B.A.V. Bennett and M.D. Smooke,
Numerical Linear Algebra with Applications, 8, 513–536, 2001
Abstract
The local rectangular refinement (LRR) solution-adaptive gridding method automatically produces orthogonal unstructured adaptive grids and incorporates multiple-scale finite differences to discretize systems of elliptic governing partial differential equations (PDEs). The coupled nonlinear discretized equations are solved simultaneously via Newton's method with a Bi-CGSTAB linear system solver. The grids' unstructured nature produces a nonstandard sparsity pattern within the Jacobian. The effects of two discretization schemes (LRR multiple-scale stencils and traditional single-scale stencils) on Jacobian bandwidth, convergence speed, and solution accuracy are studied.
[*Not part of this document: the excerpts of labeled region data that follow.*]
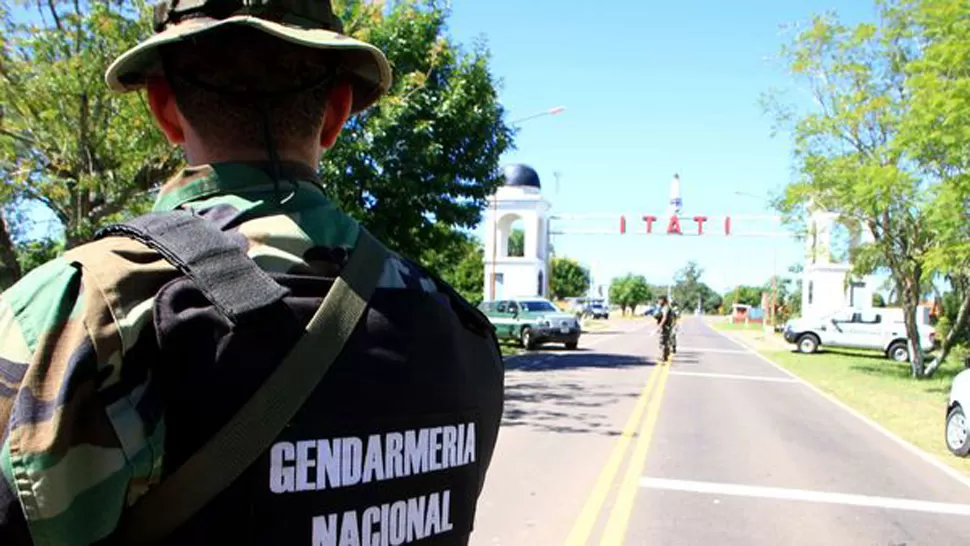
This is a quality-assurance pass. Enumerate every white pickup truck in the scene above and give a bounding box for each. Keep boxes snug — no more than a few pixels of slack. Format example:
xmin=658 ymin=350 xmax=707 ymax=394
xmin=783 ymin=306 xmax=936 ymax=362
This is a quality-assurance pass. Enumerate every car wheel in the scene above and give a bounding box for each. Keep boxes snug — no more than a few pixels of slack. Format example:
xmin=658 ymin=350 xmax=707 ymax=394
xmin=520 ymin=326 xmax=536 ymax=351
xmin=887 ymin=341 xmax=909 ymax=362
xmin=798 ymin=334 xmax=819 ymax=354
xmin=946 ymin=406 xmax=970 ymax=457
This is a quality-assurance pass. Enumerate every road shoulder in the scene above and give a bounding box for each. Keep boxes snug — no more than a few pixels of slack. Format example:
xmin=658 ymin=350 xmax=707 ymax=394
xmin=705 ymin=321 xmax=970 ymax=487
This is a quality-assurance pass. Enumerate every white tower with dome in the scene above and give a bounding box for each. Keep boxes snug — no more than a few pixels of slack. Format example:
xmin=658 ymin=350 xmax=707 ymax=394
xmin=483 ymin=164 xmax=551 ymax=301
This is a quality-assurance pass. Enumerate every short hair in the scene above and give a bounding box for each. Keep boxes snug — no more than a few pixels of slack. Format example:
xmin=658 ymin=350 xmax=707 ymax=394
xmin=162 ymin=25 xmax=336 ymax=150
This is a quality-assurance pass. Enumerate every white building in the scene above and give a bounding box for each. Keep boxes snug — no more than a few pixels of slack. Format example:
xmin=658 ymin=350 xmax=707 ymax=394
xmin=484 ymin=165 xmax=551 ymax=301
xmin=802 ymin=211 xmax=876 ymax=317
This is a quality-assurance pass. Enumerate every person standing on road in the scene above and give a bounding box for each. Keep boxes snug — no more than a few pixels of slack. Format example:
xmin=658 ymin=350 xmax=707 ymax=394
xmin=657 ymin=296 xmax=674 ymax=362
xmin=670 ymin=300 xmax=680 ymax=354
xmin=0 ymin=0 xmax=503 ymax=546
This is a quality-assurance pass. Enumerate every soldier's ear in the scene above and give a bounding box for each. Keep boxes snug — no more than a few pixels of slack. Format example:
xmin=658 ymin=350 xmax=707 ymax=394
xmin=147 ymin=76 xmax=185 ymax=144
xmin=320 ymin=82 xmax=354 ymax=150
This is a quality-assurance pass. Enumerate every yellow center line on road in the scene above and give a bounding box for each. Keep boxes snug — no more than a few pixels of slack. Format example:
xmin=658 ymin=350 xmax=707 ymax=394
xmin=565 ymin=356 xmax=669 ymax=546
xmin=600 ymin=362 xmax=670 ymax=546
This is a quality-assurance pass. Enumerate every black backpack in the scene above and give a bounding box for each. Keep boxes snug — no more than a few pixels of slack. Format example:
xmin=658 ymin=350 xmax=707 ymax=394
xmin=62 ymin=211 xmax=504 ymax=546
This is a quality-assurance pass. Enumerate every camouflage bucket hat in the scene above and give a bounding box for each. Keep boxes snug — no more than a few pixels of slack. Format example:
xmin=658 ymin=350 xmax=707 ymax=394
xmin=105 ymin=0 xmax=391 ymax=113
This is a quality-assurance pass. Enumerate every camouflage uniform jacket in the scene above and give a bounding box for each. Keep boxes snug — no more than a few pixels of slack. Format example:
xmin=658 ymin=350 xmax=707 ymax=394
xmin=0 ymin=163 xmax=435 ymax=546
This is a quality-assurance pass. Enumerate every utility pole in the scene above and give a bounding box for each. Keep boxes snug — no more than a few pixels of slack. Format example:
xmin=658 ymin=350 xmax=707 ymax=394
xmin=489 ymin=191 xmax=498 ymax=301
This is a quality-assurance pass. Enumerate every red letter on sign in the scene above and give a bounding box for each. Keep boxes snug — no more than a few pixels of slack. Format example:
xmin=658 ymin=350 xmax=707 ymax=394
xmin=694 ymin=216 xmax=707 ymax=235
xmin=667 ymin=216 xmax=683 ymax=235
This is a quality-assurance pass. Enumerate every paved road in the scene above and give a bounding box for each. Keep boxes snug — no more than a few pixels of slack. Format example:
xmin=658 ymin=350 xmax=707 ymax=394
xmin=472 ymin=318 xmax=970 ymax=546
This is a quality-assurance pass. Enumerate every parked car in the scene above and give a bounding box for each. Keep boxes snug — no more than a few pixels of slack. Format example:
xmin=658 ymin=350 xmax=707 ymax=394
xmin=479 ymin=298 xmax=581 ymax=350
xmin=945 ymin=357 xmax=970 ymax=457
xmin=583 ymin=303 xmax=610 ymax=319
xmin=782 ymin=308 xmax=936 ymax=362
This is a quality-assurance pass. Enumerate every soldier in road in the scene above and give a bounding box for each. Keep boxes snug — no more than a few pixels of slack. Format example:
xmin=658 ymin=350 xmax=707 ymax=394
xmin=657 ymin=296 xmax=675 ymax=362
xmin=0 ymin=0 xmax=503 ymax=546
xmin=670 ymin=300 xmax=680 ymax=354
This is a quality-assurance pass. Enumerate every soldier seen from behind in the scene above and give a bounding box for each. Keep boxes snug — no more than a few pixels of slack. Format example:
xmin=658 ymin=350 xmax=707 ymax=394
xmin=0 ymin=0 xmax=503 ymax=546
xmin=657 ymin=296 xmax=674 ymax=362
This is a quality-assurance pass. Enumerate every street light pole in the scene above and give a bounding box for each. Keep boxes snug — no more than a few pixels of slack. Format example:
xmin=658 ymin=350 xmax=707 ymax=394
xmin=509 ymin=106 xmax=566 ymax=125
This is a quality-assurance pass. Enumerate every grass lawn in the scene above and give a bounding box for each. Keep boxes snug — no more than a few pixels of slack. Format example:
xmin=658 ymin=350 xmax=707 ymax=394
xmin=762 ymin=349 xmax=970 ymax=475
xmin=711 ymin=321 xmax=764 ymax=331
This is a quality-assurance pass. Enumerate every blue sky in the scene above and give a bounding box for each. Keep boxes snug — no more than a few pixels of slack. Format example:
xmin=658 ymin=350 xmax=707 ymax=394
xmin=449 ymin=0 xmax=874 ymax=292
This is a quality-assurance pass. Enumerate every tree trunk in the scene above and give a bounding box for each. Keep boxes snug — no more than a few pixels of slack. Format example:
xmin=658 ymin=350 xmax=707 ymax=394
xmin=0 ymin=212 xmax=23 ymax=290
xmin=923 ymin=282 xmax=970 ymax=377
xmin=900 ymin=277 xmax=924 ymax=378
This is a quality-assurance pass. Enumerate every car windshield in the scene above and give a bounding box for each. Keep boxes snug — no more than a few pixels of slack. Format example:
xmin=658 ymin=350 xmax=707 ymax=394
xmin=519 ymin=300 xmax=558 ymax=313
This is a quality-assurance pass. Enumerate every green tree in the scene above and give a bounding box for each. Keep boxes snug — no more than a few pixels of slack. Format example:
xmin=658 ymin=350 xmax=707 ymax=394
xmin=509 ymin=229 xmax=525 ymax=258
xmin=609 ymin=273 xmax=653 ymax=314
xmin=0 ymin=1 xmax=181 ymax=255
xmin=893 ymin=0 xmax=970 ymax=374
xmin=765 ymin=3 xmax=935 ymax=377
xmin=671 ymin=261 xmax=721 ymax=313
xmin=723 ymin=285 xmax=764 ymax=306
xmin=321 ymin=0 xmax=513 ymax=260
xmin=549 ymin=256 xmax=590 ymax=300
xmin=0 ymin=0 xmax=513 ymax=279
xmin=422 ymin=227 xmax=485 ymax=305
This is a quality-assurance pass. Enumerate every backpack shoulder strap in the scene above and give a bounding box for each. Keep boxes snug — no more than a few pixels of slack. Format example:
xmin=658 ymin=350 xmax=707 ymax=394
xmin=115 ymin=223 xmax=387 ymax=545
xmin=97 ymin=211 xmax=289 ymax=321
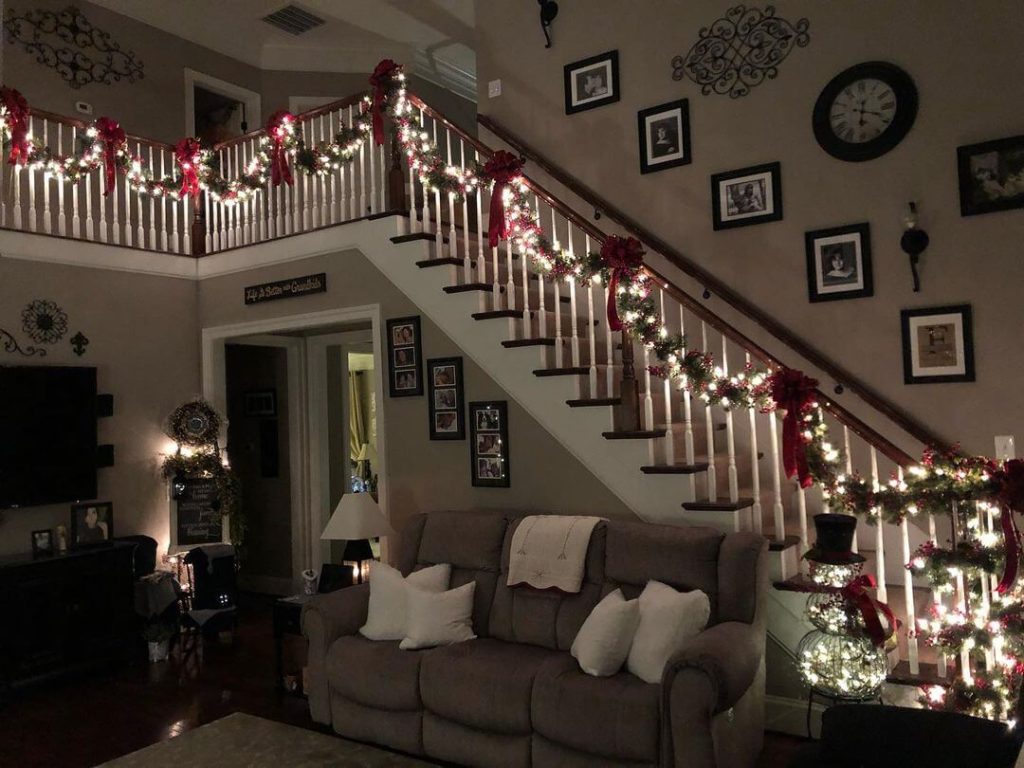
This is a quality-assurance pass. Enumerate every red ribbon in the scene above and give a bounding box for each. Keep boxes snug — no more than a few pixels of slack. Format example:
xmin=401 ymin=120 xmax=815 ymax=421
xmin=174 ymin=138 xmax=202 ymax=197
xmin=768 ymin=368 xmax=818 ymax=488
xmin=96 ymin=118 xmax=127 ymax=198
xmin=370 ymin=58 xmax=401 ymax=144
xmin=266 ymin=110 xmax=295 ymax=186
xmin=483 ymin=150 xmax=522 ymax=248
xmin=995 ymin=459 xmax=1024 ymax=595
xmin=0 ymin=86 xmax=32 ymax=165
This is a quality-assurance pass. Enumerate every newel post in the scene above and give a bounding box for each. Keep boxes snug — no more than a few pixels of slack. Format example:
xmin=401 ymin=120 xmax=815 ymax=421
xmin=618 ymin=328 xmax=640 ymax=432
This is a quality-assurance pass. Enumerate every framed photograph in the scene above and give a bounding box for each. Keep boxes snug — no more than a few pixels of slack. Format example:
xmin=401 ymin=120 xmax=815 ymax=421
xmin=637 ymin=98 xmax=690 ymax=173
xmin=900 ymin=304 xmax=974 ymax=384
xmin=427 ymin=357 xmax=466 ymax=440
xmin=469 ymin=400 xmax=512 ymax=488
xmin=565 ymin=50 xmax=618 ymax=115
xmin=32 ymin=528 xmax=53 ymax=557
xmin=387 ymin=315 xmax=423 ymax=397
xmin=804 ymin=223 xmax=874 ymax=301
xmin=711 ymin=163 xmax=782 ymax=229
xmin=956 ymin=136 xmax=1024 ymax=216
xmin=71 ymin=502 xmax=114 ymax=547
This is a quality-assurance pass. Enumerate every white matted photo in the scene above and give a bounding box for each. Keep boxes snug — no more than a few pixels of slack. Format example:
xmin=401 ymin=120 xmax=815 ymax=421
xmin=804 ymin=223 xmax=874 ymax=301
xmin=900 ymin=304 xmax=974 ymax=384
xmin=637 ymin=98 xmax=690 ymax=173
xmin=711 ymin=163 xmax=782 ymax=229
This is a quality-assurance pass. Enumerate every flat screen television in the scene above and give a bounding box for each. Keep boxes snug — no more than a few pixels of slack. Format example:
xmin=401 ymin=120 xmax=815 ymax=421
xmin=0 ymin=366 xmax=96 ymax=508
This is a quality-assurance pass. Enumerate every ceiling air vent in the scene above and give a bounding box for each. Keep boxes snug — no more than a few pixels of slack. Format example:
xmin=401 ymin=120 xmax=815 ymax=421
xmin=263 ymin=5 xmax=324 ymax=35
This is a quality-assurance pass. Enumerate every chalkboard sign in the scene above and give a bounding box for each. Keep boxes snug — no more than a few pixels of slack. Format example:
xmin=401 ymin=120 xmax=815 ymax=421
xmin=173 ymin=478 xmax=224 ymax=547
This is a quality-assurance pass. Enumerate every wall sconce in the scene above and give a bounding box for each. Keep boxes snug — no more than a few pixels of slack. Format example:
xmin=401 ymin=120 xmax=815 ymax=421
xmin=899 ymin=202 xmax=929 ymax=293
xmin=537 ymin=0 xmax=558 ymax=48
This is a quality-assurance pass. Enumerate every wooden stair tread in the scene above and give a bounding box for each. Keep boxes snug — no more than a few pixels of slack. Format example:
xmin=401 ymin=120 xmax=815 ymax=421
xmin=683 ymin=497 xmax=754 ymax=512
xmin=640 ymin=462 xmax=708 ymax=475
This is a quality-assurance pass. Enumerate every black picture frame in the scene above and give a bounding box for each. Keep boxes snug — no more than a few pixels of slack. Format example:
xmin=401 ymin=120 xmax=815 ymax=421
xmin=427 ymin=357 xmax=466 ymax=440
xmin=71 ymin=502 xmax=114 ymax=547
xmin=900 ymin=304 xmax=975 ymax=384
xmin=711 ymin=163 xmax=782 ymax=231
xmin=637 ymin=98 xmax=692 ymax=173
xmin=804 ymin=222 xmax=874 ymax=302
xmin=563 ymin=50 xmax=620 ymax=115
xmin=32 ymin=528 xmax=53 ymax=557
xmin=469 ymin=400 xmax=512 ymax=488
xmin=386 ymin=315 xmax=423 ymax=397
xmin=956 ymin=136 xmax=1024 ymax=216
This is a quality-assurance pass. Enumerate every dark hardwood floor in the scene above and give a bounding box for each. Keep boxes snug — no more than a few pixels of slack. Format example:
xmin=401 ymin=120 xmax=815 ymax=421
xmin=0 ymin=595 xmax=802 ymax=768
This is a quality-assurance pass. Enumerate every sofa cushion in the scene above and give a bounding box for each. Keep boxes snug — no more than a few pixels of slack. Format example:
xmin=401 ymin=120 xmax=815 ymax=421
xmin=420 ymin=638 xmax=557 ymax=734
xmin=327 ymin=635 xmax=421 ymax=712
xmin=531 ymin=653 xmax=662 ymax=762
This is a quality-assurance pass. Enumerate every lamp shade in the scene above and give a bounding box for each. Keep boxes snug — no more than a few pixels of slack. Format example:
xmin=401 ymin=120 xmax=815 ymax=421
xmin=321 ymin=494 xmax=394 ymax=541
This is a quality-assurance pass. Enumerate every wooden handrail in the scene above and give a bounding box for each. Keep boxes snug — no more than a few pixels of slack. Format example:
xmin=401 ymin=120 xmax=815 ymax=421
xmin=477 ymin=115 xmax=949 ymax=458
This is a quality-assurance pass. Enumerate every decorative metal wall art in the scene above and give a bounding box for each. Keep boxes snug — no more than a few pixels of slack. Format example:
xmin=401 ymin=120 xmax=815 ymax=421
xmin=4 ymin=5 xmax=143 ymax=88
xmin=672 ymin=5 xmax=811 ymax=98
xmin=22 ymin=299 xmax=68 ymax=344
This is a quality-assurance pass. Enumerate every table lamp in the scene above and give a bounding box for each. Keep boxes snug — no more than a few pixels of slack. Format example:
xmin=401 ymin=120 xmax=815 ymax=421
xmin=321 ymin=494 xmax=394 ymax=584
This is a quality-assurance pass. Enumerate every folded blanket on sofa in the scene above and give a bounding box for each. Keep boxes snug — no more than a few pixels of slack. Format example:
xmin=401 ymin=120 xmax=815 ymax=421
xmin=508 ymin=515 xmax=602 ymax=593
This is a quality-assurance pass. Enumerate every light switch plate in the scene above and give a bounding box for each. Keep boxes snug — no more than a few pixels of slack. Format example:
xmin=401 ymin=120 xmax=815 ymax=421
xmin=995 ymin=434 xmax=1017 ymax=462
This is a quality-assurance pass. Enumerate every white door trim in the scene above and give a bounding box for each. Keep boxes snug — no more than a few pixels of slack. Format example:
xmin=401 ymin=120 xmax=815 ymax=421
xmin=202 ymin=304 xmax=391 ymax=581
xmin=184 ymin=67 xmax=263 ymax=136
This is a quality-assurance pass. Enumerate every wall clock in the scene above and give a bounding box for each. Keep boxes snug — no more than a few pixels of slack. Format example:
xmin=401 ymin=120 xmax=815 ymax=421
xmin=812 ymin=61 xmax=918 ymax=163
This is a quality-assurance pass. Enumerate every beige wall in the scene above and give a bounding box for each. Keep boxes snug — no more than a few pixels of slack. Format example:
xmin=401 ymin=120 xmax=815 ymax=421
xmin=199 ymin=251 xmax=632 ymax=526
xmin=0 ymin=259 xmax=200 ymax=555
xmin=2 ymin=0 xmax=476 ymax=142
xmin=476 ymin=0 xmax=1024 ymax=453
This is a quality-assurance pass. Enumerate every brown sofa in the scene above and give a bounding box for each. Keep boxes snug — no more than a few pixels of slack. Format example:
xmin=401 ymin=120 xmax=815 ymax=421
xmin=302 ymin=512 xmax=767 ymax=768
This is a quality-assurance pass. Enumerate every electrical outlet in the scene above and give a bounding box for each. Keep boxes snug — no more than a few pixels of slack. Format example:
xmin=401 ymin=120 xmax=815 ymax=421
xmin=995 ymin=434 xmax=1017 ymax=462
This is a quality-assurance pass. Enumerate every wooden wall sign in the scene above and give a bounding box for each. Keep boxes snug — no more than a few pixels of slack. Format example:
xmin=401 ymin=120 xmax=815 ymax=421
xmin=246 ymin=272 xmax=327 ymax=304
With various point orderings, for two simple problems with analytical solutions, the LRR multiple-scale stencils are seen to: 1) produce Jacobians of smaller bandwidths than those resulting from the traditional single-scale stencils; 2) lead to significantly faster Newton's method convergence than the single-scale stencils; and 3) produce more accurate solutions than the single-scale stencils. The LRR method, including the LRR multiple-scale stencils, is finally applied to an engineering problem governed by strongly coupled, highly nonlinear PDEs: a steady-state lean Bunsen flame with complex chemistry, multicomponent transport, and radiation modeling. Very good agreement is observed between the computed flame height and previously published experimental data.